Девушка благодарно улыбнулась и снова перевела взгляд на берег. Они уже прошли мыс Дайамонд, и вдали начали проступать размытые очертания мыса Коко.
— Он был летчиком. Летал на бомбардировщике. У них была база в Хикеме. Он разворачивался на площадке, хотел вырулить к укрытию. Его самолет накрыло прямым попаданием. Об этом было в газетах, вы, может быть, читали.

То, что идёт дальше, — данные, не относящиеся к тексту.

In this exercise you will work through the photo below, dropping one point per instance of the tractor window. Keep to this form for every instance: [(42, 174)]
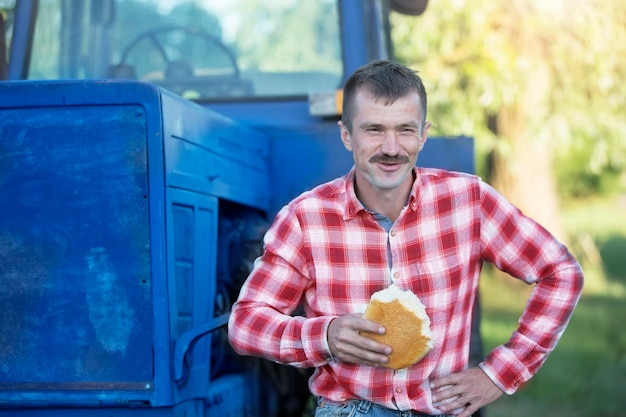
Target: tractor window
[(6, 18), (201, 49)]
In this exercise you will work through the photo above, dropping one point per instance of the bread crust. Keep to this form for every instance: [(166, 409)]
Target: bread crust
[(403, 332)]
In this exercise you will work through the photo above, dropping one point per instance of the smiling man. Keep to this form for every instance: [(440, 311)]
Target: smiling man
[(427, 231)]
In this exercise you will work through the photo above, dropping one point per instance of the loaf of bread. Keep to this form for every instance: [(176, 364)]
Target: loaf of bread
[(406, 323)]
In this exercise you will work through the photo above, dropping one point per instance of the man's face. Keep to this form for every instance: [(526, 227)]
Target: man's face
[(385, 140)]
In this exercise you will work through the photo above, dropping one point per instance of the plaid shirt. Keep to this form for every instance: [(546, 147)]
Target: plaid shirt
[(327, 252)]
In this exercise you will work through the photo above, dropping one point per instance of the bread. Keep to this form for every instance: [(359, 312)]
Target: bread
[(406, 323)]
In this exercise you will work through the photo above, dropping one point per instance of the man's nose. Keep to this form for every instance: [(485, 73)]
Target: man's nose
[(390, 144)]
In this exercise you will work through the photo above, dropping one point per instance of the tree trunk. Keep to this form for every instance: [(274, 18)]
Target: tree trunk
[(522, 161)]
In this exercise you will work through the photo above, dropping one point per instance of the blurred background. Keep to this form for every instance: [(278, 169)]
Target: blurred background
[(540, 85)]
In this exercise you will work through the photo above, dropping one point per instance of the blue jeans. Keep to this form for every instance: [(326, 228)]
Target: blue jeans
[(356, 408)]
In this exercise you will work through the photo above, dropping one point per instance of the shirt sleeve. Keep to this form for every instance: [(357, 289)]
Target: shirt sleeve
[(521, 247), (262, 322)]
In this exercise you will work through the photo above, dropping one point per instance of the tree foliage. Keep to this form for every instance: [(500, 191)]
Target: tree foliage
[(557, 66)]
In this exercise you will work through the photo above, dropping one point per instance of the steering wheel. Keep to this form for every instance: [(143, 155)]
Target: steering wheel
[(179, 73)]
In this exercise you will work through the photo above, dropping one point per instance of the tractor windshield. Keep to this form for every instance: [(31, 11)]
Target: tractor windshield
[(201, 49)]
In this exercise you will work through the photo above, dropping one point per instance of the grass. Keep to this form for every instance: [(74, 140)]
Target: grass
[(586, 374)]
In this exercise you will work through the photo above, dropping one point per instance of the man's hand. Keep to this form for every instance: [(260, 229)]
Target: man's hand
[(466, 392), (347, 345)]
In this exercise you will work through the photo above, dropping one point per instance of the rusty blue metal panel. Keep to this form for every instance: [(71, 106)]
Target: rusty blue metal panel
[(74, 245)]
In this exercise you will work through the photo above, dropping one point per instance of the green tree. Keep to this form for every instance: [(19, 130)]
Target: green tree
[(532, 81)]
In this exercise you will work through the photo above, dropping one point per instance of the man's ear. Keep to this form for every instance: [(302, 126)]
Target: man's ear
[(345, 136), (424, 136)]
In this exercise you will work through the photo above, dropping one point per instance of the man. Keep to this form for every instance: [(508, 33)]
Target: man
[(426, 230)]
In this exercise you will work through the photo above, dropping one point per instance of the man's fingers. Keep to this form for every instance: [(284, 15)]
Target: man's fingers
[(347, 344)]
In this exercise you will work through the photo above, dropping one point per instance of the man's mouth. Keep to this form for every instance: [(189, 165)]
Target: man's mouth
[(389, 160)]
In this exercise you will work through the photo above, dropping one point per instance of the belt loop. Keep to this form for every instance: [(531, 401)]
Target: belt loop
[(364, 406)]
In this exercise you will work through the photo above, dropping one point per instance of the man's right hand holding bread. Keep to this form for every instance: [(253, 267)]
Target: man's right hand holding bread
[(348, 345)]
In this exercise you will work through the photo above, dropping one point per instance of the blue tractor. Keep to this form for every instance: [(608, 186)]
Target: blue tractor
[(145, 146)]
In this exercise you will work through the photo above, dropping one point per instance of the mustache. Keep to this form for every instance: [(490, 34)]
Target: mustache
[(386, 159)]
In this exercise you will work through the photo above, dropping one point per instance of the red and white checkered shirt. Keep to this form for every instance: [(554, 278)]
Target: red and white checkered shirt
[(326, 251)]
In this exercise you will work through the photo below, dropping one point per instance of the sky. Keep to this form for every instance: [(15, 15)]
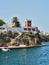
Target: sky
[(36, 10)]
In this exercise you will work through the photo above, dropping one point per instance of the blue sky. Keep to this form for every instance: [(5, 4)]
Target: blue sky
[(36, 10)]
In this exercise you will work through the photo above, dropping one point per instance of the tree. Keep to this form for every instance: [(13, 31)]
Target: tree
[(16, 22), (1, 22)]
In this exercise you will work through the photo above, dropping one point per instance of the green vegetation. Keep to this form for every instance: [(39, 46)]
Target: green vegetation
[(16, 22), (2, 22)]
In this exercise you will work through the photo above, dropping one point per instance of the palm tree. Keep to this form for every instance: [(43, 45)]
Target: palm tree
[(16, 22)]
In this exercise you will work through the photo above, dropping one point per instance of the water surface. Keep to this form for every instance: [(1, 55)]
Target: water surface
[(27, 56)]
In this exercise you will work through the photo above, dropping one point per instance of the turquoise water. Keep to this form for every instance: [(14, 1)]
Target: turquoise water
[(27, 56)]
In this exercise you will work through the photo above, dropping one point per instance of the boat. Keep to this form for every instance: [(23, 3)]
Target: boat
[(20, 46), (5, 49)]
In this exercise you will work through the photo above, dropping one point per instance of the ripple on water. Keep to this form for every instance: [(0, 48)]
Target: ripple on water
[(29, 56)]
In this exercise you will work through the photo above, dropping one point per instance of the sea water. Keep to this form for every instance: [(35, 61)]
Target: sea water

— Нет, — виновато покачала головой Карен. — Не читала.
— Его посмертно наградили «Серебряной звездой». — Девушка по-прежнему смотрела на берег. — Орден переслали его матери. Я потом получила от нее письмо: она хочет, чтобы я взяла его себе.
— Очень благородно с ее стороны, — сказала Карен.
— Они вообще прекрасные люди. — Улыбка ее задрожала. — Он ведь из очень хорошей семьи. Старая виргинская аристократия, Пруиты. Они жили в Виргинии еще до революции. Прадед у него был генерал, в Гражданскую войну сражался вместе с генералом Ли. Поэтому его так и назвали: Роберт Эдвард Ли Пруит.
— Как? — Карен не поверила своим ушам.
— Роберт Эдвард Ли Пруит. — В голосе девушки зазвенели слезы. — Такое нелепое старомодное имя.
— Почему же? Очень хорошее имя.
— Боб… — всхлипнула девушка, не отрывая взгляда от берега. — Ах, Боб, милый…
— Не надо, успокойтесь, — сказала Карен. Только что переполнявшая ее скорбь сменилась безумным желанием рассмеяться во весь голос. Она обняла девушку за плечи: — Будьте умницей.
— Уже все. — Девушка судорожно вздохнула. — Уже прошло, честное слово. — Она прижала к глазам платой.
— Хотите, я вас провожу до каюты? — предложила Карен.
— Нет-нет. Спасибо. Все уже в порядке. Мне перед вами ужасно неловко. И я вам очень благодарна. Пожалуйста, извините меня.
Девушка ушла. Безукоризненные манеры, изысканная, непринужденная элегантность, изысканно простой и дорогой черный туалет, вполне натуральный на вид жемчуг — все как из журнала «Вог».